Saturday, October 27, 2007

Plan 9 from Outer Space

     Plan 9 from Outer Space is ironically considered to be Ed Wood's most well-known movie and greatest cinematic achievement, while at the same time, it has outright won the award for the worst movie ever made and Ed Wood was then declared the worst director of all time. Which made his films more famous now than they ever were when he was alive due to the new category of "so bad that it's good" type of movies.  And in an almost cruel twist of fate, Ed's story spawned an award-winning star-studded movie about his life directed by one of the greatest directors of all time, Tim Burton, with Ed being played by one of the greatest actors of all time, Johnny Depp.  I'm not sure whether Ed would have appreciated that amount of irony.

     Filmed with more goofs than one can count, it never ceases to make me laugh out loud.

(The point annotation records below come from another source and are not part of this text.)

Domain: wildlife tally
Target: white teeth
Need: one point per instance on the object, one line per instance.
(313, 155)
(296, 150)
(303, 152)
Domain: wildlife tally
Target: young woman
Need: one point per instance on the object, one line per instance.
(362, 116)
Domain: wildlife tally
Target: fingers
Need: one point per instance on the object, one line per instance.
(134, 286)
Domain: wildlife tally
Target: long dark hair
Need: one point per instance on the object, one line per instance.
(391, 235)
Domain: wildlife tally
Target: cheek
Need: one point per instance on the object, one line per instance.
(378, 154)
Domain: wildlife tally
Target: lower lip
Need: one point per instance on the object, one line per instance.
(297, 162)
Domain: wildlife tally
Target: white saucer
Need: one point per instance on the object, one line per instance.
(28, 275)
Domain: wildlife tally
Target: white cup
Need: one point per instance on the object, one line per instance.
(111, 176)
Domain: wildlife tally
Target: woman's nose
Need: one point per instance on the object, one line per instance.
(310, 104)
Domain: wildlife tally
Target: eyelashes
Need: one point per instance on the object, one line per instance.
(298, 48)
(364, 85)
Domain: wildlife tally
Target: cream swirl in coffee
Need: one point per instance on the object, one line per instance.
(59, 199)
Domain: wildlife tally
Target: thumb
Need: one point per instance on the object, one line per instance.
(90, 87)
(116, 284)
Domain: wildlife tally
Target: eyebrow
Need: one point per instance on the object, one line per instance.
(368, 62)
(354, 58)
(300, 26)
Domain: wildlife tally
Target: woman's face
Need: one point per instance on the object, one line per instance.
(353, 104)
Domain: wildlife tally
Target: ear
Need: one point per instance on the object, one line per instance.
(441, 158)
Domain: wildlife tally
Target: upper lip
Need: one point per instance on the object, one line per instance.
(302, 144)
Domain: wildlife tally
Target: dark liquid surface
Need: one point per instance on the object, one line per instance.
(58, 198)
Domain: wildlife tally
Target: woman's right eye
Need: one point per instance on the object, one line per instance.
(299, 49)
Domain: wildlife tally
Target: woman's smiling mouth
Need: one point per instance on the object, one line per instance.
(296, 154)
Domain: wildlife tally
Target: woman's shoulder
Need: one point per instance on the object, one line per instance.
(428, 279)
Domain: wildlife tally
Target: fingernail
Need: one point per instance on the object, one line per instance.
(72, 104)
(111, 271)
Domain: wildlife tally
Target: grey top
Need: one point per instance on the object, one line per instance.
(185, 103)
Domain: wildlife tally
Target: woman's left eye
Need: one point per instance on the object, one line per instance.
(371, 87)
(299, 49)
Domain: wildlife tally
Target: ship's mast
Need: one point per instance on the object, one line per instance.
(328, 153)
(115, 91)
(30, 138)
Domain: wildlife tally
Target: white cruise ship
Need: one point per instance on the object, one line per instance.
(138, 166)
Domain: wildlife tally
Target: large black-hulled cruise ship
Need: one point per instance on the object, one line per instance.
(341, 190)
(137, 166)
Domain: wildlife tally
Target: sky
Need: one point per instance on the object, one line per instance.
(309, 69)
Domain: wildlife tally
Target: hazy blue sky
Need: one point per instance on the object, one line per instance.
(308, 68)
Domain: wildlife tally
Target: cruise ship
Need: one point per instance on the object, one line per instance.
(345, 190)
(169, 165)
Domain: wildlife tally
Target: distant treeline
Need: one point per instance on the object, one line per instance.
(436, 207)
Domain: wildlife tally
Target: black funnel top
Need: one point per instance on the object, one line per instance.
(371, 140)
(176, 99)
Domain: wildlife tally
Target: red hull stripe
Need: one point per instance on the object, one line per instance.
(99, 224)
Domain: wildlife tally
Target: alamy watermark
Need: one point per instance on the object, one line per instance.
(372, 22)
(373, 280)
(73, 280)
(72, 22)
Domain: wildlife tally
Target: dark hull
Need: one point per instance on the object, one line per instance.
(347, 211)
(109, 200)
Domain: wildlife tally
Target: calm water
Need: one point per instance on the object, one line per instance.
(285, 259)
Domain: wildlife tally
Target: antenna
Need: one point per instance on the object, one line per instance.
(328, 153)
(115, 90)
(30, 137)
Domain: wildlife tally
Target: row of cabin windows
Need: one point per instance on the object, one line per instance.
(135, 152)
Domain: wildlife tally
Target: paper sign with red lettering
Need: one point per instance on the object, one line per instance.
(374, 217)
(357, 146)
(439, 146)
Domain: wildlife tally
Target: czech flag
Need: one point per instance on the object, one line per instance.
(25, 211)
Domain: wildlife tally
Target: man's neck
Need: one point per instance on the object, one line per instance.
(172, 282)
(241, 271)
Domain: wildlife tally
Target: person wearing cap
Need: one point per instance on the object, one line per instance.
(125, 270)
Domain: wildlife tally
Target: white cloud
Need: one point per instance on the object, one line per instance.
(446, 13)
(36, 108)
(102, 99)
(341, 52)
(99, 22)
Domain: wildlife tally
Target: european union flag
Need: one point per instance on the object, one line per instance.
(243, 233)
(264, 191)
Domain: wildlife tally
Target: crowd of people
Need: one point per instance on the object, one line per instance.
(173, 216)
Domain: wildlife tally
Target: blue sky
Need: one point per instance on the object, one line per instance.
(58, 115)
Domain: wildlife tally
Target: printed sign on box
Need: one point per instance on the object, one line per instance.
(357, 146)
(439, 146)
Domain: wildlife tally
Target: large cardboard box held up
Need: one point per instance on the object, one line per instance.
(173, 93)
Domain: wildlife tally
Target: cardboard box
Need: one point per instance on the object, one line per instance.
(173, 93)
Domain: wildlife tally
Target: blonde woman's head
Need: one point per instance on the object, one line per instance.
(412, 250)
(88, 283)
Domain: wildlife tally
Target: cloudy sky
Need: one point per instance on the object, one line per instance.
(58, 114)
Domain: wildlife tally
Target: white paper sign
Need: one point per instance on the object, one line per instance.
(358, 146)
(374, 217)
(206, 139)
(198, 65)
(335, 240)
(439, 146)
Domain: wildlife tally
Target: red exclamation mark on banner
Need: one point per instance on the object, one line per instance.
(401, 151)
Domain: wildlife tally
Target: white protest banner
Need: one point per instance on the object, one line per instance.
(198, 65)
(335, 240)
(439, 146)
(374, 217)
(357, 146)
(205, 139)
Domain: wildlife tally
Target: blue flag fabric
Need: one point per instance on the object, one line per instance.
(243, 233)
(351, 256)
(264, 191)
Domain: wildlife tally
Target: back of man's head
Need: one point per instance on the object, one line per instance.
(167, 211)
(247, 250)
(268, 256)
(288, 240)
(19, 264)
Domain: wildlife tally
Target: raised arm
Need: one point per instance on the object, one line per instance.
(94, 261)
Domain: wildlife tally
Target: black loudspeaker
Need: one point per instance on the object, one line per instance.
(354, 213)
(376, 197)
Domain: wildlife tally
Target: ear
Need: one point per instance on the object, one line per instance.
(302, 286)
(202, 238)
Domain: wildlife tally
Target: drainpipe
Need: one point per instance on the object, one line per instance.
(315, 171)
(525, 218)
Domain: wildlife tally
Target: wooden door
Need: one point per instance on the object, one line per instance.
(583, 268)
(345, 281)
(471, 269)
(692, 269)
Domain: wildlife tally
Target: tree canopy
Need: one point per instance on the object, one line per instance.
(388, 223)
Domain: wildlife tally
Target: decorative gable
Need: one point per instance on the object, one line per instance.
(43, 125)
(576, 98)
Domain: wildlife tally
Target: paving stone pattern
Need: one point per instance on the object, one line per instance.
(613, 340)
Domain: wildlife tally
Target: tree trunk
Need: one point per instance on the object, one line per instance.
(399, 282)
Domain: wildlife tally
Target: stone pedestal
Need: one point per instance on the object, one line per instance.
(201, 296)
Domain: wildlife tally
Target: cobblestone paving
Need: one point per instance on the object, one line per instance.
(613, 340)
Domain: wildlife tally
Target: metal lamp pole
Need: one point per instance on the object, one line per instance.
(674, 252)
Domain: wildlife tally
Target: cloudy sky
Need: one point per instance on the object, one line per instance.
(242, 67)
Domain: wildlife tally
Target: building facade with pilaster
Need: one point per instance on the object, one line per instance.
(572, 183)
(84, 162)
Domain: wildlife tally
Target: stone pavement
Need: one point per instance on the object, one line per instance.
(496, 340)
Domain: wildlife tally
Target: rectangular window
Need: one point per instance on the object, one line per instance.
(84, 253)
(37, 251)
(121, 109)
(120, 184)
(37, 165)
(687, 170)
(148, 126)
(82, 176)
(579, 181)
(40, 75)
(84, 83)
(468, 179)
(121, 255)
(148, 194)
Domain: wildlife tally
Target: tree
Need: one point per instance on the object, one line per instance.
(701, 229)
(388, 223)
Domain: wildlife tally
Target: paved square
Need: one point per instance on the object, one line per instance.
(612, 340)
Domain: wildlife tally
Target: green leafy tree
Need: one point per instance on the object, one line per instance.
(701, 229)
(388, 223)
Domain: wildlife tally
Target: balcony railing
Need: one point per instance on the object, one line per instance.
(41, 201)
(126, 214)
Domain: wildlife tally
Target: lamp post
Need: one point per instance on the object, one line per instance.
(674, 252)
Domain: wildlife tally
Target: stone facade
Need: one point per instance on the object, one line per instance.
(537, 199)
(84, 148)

In addition to the cardboard tombstones that occasionally tip over and the rapid continuity errors that result from the scene changing back and forth between day and night like 6 times in a two-minute span. 

    Obvious goofs or not, Eddie wasn't really interested in the "small details", only the big picture. This thinking led him to make some pretty bad flicks.  For each new movie he made, that he was sure was going to be a massive hit, Eddie would gather up all of his friends and set out to make a really bad movie instead of a really good one, much less an actual hit. 

      Plan 9 is about an alien plot to take over the world by reanimating the recently dead. They succeed somewhat, by raising only three "zombies" total. These consist of an old man, who's half played posthumously by Bela Lugosi using some of Ed's old home movies and half played by Ed's chiropractor who kept his face hidden with a Dracula cape so that no one would notice that they were two different people. The man's wife, played by the recently unemployed TV movie horror host Vampira, who was so embarrassed to be in one of Ed's films that she only agreed to play the part as long as she didn't have to speak a single line, hoping that no one would notice her in the movie.  Spoiler alert, people noticed.  And a 500 lb cop, played by Tor Johnson, the gentle giant wrestler turned B-movie actor. 

      Cheap sets, wooden dialogue, flying saucers that look mysteriously like paper plates painted silver (which wobble uncontrollably throughout the entire movie), and the most stock footage that Ed could get his hands on (and boy, did Ed sure love his precious stock footage). All this amounted to an amazing cinematic experience (well, at least in Ed Woods's mind).  For the rest of us, we were left wondering how someone could make a movie that was so incredibly bad...on purpose!